OpenAI GPT-5.5: An evaluation

10 min de lecture

Prasenjit Sarkar photo

Prasenjit Sarkar

Solutions Marketing Manager

OpenAI logo under a magnifying glass, symbolizing an evaluation of the OpenAI LLM security model on a technical grid.

TL;DR overview

  • OpenAI’s latest model, GPT-5.5, delivers some of the strongest security metrics we have analyzed to date.
  • Security is a definitive strength for GPT-5.5, featuring a low vulnerability density of 75 per mLOC. 
  • With a flat distribution across all severity levels, the model proves it isn't just avoiding simple catches.
  • Concurrency remains a challenge across LLMs, as threading bugs at around 170 per mLOC dominate the overall profile.
  • Verification debt compounds as high-volume, complex outputs outpace manual review, shifting the burden of proof to engineering.

GPT-5.5 is the latest model from OpenAI, and it delivers huge improvements in a key area: security. In fact, its security numbers are some of the best we’ve seen. Vulnerability density is low, consistent across runs, and flat across severity levels. That's the headline. But, as with all models, there’s a more nuanced, complex story when we dig below the surface. 

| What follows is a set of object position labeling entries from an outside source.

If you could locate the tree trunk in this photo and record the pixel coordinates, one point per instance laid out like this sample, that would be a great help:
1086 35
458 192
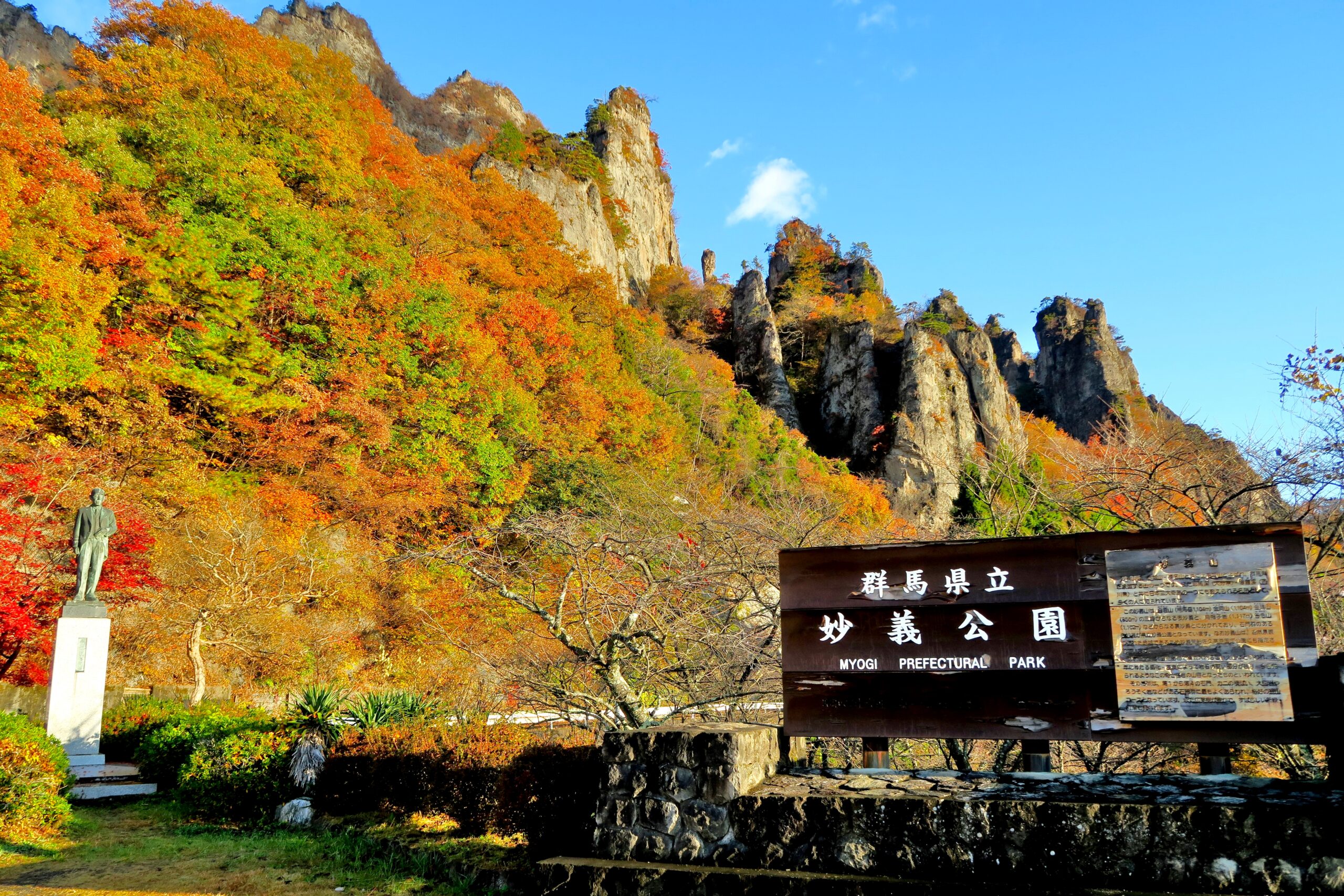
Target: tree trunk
625 698
198 666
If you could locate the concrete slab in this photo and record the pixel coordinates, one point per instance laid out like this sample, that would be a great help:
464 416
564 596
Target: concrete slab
104 792
107 770
87 760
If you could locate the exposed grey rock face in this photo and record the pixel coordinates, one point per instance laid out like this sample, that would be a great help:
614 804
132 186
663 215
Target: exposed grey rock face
467 111
933 433
799 241
460 112
1014 364
851 404
1084 375
996 410
760 362
629 150
45 54
859 276
577 203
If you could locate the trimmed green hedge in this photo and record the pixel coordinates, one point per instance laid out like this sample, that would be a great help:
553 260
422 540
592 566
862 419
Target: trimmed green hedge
34 775
160 735
239 777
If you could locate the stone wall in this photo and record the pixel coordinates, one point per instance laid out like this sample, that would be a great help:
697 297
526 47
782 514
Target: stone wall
667 790
709 796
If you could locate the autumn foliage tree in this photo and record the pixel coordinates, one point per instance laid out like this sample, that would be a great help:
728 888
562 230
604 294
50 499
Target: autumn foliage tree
236 281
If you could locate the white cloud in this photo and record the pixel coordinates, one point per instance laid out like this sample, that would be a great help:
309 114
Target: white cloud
884 15
779 191
726 148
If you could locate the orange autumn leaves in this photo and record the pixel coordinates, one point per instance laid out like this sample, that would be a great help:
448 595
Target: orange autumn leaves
56 257
257 270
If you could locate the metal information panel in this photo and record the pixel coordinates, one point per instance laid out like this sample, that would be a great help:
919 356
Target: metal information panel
1199 635
1195 635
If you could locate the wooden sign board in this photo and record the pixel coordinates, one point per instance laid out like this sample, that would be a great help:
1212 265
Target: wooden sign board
1168 635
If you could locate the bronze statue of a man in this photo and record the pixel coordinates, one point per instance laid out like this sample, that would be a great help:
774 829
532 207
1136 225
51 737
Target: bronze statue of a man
93 525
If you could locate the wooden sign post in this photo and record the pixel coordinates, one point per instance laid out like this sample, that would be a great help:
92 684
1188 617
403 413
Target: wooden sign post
1196 635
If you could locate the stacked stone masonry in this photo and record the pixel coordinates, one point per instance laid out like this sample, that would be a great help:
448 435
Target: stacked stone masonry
679 797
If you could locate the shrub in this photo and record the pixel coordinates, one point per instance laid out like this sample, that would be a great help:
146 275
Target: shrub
34 772
423 767
239 777
127 724
390 708
166 749
549 793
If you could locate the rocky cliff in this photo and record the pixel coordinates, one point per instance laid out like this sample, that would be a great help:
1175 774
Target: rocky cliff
1085 378
622 220
933 433
466 111
460 112
624 139
921 404
45 54
851 409
760 362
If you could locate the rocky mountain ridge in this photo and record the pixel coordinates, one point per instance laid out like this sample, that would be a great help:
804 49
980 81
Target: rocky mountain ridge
918 406
622 220
46 54
466 111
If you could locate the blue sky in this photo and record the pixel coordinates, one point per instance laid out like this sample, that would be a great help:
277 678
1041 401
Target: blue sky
1179 162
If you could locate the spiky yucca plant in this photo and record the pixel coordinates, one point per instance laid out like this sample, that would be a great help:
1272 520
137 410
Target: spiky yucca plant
315 718
389 708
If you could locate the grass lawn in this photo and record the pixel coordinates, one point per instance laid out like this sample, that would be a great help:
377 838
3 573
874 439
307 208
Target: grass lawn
150 847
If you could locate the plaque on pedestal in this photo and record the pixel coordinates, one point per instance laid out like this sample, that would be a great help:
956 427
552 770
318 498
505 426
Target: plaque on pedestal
78 676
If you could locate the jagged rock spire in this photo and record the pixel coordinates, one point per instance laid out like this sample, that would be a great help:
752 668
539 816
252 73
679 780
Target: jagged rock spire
851 399
760 361
1084 375
933 433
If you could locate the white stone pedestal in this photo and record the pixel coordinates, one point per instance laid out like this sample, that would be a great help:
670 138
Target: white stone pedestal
78 675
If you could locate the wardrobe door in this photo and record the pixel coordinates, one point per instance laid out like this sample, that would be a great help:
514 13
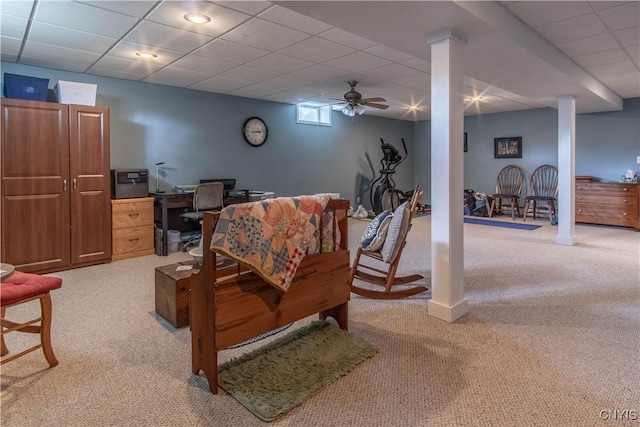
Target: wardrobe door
90 184
35 185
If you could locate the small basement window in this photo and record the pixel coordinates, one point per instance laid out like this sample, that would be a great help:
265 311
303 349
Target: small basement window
312 113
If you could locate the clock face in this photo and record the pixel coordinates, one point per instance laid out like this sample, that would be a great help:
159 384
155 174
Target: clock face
255 131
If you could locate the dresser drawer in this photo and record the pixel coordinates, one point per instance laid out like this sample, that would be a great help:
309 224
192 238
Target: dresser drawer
132 213
607 199
133 241
611 189
594 211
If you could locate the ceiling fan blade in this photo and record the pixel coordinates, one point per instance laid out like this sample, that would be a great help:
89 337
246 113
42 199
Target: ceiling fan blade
376 99
374 105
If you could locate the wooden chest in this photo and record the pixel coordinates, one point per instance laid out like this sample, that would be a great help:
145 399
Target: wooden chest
609 203
173 286
132 228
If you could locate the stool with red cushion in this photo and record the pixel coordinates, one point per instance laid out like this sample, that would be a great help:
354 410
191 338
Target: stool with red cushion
24 287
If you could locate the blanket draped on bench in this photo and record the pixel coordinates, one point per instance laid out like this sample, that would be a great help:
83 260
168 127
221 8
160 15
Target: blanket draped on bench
271 236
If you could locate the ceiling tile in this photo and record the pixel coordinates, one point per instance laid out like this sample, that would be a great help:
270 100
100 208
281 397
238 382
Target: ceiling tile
230 51
73 39
249 7
295 20
287 81
59 54
137 8
265 35
257 90
628 37
602 5
316 50
203 65
588 45
391 72
52 63
10 46
172 13
219 84
139 68
128 50
21 9
152 34
357 62
280 63
248 75
320 73
175 77
621 17
612 68
345 38
82 17
573 29
416 81
12 26
536 13
600 58
388 53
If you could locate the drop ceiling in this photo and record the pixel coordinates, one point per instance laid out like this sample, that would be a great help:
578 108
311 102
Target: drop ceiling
519 54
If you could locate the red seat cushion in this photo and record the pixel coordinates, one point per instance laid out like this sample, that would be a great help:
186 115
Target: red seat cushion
26 285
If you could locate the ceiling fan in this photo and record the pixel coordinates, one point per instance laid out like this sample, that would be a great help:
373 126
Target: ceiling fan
355 103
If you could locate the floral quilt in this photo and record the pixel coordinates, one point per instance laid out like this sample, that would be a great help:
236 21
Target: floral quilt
271 236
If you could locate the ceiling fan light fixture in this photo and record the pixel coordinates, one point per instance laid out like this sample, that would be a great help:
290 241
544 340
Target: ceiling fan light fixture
197 18
348 110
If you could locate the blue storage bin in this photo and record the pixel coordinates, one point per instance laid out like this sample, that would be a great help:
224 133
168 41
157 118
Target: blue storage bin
25 87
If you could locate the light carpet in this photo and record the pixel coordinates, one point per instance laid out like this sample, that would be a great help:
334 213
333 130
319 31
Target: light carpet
272 380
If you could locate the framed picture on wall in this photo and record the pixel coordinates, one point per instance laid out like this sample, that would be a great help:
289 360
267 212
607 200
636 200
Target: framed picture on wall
507 148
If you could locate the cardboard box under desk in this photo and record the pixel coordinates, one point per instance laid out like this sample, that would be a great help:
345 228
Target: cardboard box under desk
173 287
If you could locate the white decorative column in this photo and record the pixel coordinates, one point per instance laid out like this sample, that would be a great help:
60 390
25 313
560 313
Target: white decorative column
447 177
566 170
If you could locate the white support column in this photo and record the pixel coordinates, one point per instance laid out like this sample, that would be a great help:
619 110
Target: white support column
566 170
447 172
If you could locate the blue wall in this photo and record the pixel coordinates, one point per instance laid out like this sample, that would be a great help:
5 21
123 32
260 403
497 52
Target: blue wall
607 144
198 135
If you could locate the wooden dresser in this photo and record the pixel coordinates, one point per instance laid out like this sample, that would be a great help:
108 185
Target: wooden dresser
132 231
608 203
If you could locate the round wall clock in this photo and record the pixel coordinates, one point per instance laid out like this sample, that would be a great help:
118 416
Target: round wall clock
255 131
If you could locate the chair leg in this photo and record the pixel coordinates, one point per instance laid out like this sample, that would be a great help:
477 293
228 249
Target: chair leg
45 330
4 350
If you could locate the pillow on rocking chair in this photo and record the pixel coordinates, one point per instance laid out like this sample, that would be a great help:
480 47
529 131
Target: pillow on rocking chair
373 237
396 233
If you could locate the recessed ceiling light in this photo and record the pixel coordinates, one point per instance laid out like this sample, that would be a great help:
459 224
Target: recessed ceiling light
146 55
197 18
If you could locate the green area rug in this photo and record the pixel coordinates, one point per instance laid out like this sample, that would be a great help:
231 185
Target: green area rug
272 380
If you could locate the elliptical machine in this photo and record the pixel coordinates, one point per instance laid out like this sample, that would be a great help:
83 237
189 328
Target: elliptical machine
383 194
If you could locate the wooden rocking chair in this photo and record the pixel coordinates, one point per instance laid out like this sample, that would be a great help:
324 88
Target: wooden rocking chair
389 254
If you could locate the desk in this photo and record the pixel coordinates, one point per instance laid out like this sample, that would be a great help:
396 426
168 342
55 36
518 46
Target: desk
177 202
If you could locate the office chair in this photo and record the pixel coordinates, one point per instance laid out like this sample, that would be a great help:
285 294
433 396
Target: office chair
206 197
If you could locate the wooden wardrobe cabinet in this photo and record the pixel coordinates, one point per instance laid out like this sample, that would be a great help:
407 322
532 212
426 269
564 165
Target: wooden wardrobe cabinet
56 200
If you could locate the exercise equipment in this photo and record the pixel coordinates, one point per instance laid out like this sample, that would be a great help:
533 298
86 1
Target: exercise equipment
383 194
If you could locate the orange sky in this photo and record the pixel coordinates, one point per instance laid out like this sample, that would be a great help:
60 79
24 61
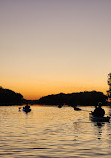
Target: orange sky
48 47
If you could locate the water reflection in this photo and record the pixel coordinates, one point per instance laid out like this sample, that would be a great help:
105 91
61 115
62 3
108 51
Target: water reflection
51 132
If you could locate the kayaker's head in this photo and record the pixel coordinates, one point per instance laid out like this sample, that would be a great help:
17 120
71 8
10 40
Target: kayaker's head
99 104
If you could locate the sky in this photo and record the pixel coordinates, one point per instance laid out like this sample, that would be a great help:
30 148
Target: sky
53 46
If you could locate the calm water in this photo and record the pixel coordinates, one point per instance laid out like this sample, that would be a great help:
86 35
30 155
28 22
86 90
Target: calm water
52 132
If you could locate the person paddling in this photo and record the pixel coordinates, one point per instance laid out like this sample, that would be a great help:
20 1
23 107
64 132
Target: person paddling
99 111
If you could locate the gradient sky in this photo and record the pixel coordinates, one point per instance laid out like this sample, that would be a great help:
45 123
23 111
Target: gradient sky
53 46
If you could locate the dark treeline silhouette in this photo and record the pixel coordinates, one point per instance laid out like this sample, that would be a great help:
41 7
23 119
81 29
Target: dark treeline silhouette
91 98
86 98
9 97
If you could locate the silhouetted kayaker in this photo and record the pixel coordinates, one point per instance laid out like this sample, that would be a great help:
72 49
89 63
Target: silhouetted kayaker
27 107
99 112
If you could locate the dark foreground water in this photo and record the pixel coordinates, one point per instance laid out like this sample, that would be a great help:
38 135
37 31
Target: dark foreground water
52 132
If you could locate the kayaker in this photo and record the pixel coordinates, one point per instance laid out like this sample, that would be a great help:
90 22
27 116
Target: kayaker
99 111
27 107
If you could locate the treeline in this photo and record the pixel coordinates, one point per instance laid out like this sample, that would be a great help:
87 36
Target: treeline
9 97
87 98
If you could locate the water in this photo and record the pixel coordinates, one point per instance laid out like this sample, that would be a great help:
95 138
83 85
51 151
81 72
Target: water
48 132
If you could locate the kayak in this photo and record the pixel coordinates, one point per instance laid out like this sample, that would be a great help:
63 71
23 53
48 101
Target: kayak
98 119
26 110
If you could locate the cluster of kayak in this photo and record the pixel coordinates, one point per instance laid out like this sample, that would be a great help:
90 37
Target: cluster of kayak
98 118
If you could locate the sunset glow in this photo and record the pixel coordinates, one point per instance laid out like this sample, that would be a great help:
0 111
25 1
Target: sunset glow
49 47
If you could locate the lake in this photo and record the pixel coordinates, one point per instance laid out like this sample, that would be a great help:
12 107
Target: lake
52 132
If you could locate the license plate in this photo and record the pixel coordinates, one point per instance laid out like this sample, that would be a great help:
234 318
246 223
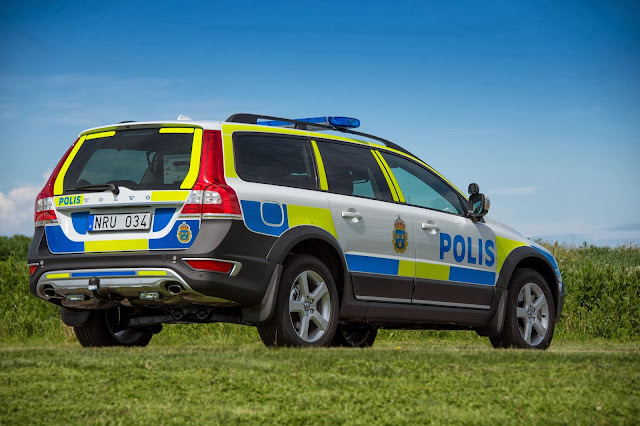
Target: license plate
118 222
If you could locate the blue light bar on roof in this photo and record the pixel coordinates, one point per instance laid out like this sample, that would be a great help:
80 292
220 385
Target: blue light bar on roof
342 122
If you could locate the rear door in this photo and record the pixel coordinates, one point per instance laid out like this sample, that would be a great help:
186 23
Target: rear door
455 257
275 177
376 234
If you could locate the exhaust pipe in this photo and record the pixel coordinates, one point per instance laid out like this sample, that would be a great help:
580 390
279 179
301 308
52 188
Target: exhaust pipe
174 289
49 292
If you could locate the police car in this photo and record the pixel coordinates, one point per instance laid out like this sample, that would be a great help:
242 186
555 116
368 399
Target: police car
317 238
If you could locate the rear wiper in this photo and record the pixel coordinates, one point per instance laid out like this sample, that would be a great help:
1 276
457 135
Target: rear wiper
97 188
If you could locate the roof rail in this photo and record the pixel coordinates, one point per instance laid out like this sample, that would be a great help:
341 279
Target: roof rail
302 125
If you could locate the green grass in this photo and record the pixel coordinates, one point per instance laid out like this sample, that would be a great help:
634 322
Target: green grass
220 374
438 381
603 300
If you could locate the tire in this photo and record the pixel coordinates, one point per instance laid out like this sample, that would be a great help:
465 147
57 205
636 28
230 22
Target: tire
530 314
101 329
306 311
354 336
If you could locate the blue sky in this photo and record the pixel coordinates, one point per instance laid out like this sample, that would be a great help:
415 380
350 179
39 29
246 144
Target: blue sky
537 101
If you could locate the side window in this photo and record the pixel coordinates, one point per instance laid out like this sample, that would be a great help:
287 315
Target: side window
275 160
422 188
353 170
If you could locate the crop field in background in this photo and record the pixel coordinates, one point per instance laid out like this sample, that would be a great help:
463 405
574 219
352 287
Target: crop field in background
221 374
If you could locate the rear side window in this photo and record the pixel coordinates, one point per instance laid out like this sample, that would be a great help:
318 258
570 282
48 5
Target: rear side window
275 160
352 170
136 159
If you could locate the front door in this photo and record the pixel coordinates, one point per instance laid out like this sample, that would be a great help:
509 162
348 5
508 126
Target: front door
455 257
376 234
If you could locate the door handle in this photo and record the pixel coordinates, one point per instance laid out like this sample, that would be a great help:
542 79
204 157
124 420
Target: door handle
430 226
355 216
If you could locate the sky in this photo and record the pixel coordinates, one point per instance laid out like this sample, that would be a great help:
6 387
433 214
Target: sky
536 101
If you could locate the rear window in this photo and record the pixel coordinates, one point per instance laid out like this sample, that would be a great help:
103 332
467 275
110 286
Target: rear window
275 160
136 159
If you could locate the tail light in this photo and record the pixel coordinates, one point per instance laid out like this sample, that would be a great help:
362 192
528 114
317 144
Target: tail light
32 268
44 209
211 197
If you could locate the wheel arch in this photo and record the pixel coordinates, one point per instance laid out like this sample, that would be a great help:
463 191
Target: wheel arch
316 242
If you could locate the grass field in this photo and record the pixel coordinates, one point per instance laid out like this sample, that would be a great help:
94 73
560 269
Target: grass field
431 381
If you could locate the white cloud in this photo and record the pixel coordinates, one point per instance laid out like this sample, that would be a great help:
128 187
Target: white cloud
577 231
16 208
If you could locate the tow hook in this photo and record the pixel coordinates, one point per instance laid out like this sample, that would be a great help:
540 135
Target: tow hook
98 292
94 287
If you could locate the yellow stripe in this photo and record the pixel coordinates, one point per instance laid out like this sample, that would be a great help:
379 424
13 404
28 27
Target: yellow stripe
432 271
321 173
229 162
230 128
394 195
52 276
152 273
169 195
100 135
194 168
505 246
316 216
407 268
340 138
393 179
177 130
58 186
116 245
387 174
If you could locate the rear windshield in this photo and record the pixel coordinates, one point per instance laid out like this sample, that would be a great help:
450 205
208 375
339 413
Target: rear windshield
136 159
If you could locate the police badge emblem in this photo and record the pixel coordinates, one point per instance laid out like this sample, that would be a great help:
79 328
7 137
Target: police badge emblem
400 240
184 233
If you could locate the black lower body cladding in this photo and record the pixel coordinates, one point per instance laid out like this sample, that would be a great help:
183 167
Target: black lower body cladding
219 239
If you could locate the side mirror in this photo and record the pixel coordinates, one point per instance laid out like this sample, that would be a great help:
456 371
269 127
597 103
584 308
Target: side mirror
478 203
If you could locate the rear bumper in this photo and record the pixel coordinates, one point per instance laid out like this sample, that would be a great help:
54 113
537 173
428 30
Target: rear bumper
126 274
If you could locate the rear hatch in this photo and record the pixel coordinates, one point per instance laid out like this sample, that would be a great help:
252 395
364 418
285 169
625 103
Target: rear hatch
123 190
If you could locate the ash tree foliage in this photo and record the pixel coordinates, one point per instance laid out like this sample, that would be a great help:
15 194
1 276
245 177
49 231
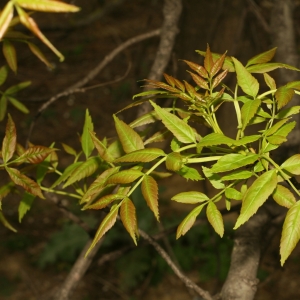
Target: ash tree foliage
240 169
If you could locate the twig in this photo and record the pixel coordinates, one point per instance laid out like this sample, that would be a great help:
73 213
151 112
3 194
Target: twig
92 74
189 283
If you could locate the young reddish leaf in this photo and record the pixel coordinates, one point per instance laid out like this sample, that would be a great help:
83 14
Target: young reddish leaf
199 81
215 218
218 65
124 177
283 96
35 154
169 79
9 141
188 221
217 80
270 81
290 233
191 197
47 6
262 57
28 184
5 17
256 196
129 139
39 54
32 26
83 170
6 223
104 201
107 223
208 60
98 184
246 81
25 205
10 55
128 218
144 155
18 105
150 192
268 67
199 69
292 165
284 196
181 130
248 111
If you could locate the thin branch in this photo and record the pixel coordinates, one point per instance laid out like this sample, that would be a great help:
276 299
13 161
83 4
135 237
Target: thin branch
189 283
92 74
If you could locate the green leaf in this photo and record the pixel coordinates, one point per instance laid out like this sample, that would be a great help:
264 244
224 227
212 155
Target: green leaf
214 179
189 173
129 139
214 139
124 177
181 130
256 195
248 111
283 96
3 73
238 174
267 67
25 205
150 193
290 233
231 193
47 6
104 201
188 221
28 184
98 184
128 218
246 81
10 55
144 155
66 174
107 223
292 165
262 57
83 170
10 140
191 197
233 161
6 223
284 196
86 139
18 105
215 218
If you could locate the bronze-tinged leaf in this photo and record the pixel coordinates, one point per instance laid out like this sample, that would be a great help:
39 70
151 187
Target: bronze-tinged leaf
28 184
129 139
128 217
199 69
199 81
217 80
169 79
35 154
104 201
150 192
107 223
10 140
218 65
10 54
208 60
98 184
283 96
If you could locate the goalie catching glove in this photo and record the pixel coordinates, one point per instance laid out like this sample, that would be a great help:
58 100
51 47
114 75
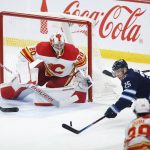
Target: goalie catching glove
84 82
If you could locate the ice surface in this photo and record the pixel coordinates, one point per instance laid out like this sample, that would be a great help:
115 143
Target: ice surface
39 128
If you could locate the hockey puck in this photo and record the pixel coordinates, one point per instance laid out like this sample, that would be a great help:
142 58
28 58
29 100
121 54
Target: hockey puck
71 123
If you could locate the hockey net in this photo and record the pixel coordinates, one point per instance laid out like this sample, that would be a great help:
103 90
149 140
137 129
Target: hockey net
19 30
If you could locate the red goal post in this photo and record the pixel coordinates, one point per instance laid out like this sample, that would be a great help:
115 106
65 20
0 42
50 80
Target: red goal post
55 18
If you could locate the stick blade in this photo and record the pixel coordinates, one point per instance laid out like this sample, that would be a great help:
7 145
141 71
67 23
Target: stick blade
65 126
12 109
69 101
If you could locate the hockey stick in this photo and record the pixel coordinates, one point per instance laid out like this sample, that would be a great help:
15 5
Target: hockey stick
79 131
11 109
44 95
108 73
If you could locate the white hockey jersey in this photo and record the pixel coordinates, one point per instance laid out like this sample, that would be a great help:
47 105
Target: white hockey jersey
137 136
70 59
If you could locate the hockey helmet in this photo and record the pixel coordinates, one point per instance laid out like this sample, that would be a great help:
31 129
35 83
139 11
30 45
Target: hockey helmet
57 41
121 63
141 106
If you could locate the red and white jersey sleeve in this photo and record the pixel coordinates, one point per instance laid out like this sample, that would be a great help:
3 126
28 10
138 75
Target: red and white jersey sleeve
138 134
70 59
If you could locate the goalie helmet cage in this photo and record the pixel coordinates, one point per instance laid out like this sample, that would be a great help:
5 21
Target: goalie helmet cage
69 19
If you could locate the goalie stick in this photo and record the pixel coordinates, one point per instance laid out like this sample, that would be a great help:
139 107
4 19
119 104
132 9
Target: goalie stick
65 126
108 73
11 109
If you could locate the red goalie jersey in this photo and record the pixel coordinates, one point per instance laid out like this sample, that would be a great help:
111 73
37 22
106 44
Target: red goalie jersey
138 134
54 66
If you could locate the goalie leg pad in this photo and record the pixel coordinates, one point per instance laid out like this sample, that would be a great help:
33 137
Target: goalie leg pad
56 82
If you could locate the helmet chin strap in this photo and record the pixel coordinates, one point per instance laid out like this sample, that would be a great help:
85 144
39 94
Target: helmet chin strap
59 53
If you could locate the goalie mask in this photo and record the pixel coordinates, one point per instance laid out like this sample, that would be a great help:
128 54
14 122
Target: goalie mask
57 41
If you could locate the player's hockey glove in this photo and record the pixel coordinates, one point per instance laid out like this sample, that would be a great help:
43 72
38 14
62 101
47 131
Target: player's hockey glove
110 113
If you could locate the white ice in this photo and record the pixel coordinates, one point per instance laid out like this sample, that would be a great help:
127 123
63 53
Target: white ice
40 128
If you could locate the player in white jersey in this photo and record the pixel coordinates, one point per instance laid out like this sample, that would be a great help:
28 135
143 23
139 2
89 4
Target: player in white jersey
59 62
137 136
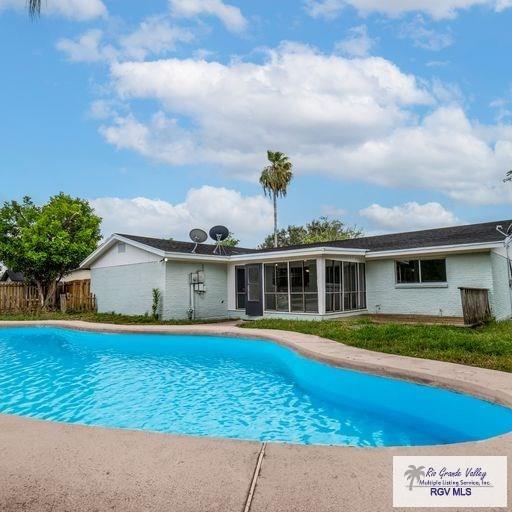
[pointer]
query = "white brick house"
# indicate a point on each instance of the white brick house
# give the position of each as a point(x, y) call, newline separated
point(414, 273)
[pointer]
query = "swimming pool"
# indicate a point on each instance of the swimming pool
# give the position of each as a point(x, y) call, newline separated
point(225, 387)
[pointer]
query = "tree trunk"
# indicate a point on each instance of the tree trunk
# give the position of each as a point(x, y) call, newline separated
point(275, 219)
point(40, 292)
point(50, 294)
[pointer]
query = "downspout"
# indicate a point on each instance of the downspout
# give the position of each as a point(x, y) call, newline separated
point(506, 242)
point(191, 299)
point(509, 271)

We ran GPT-5.5 through Sonar's LLM evaluation framework, which is designed to measure LLM-generated code against the same rules as a developer-written codebase.

What was measured

Model: GPT-5.5

Language: Java

Benchmark: 4,444 tasks

Runs: 10 independent runs at temperature=1.0, reasoning_effort=medium

Analyzer: SonarQube systematic code analysis. Density metrics are per 1,000 lines of code (kLOC); category breakdowns are per million lines (mLOC). 

There are two important terms to define before diving into the results:  

  • Cyclomatic complexity: Counts independent paths through a function. 
  • Cognitive complexity: This SonarQube metric weights nested and deeply branched logic more heavily, reflecting how difficult the code is for a human to read. 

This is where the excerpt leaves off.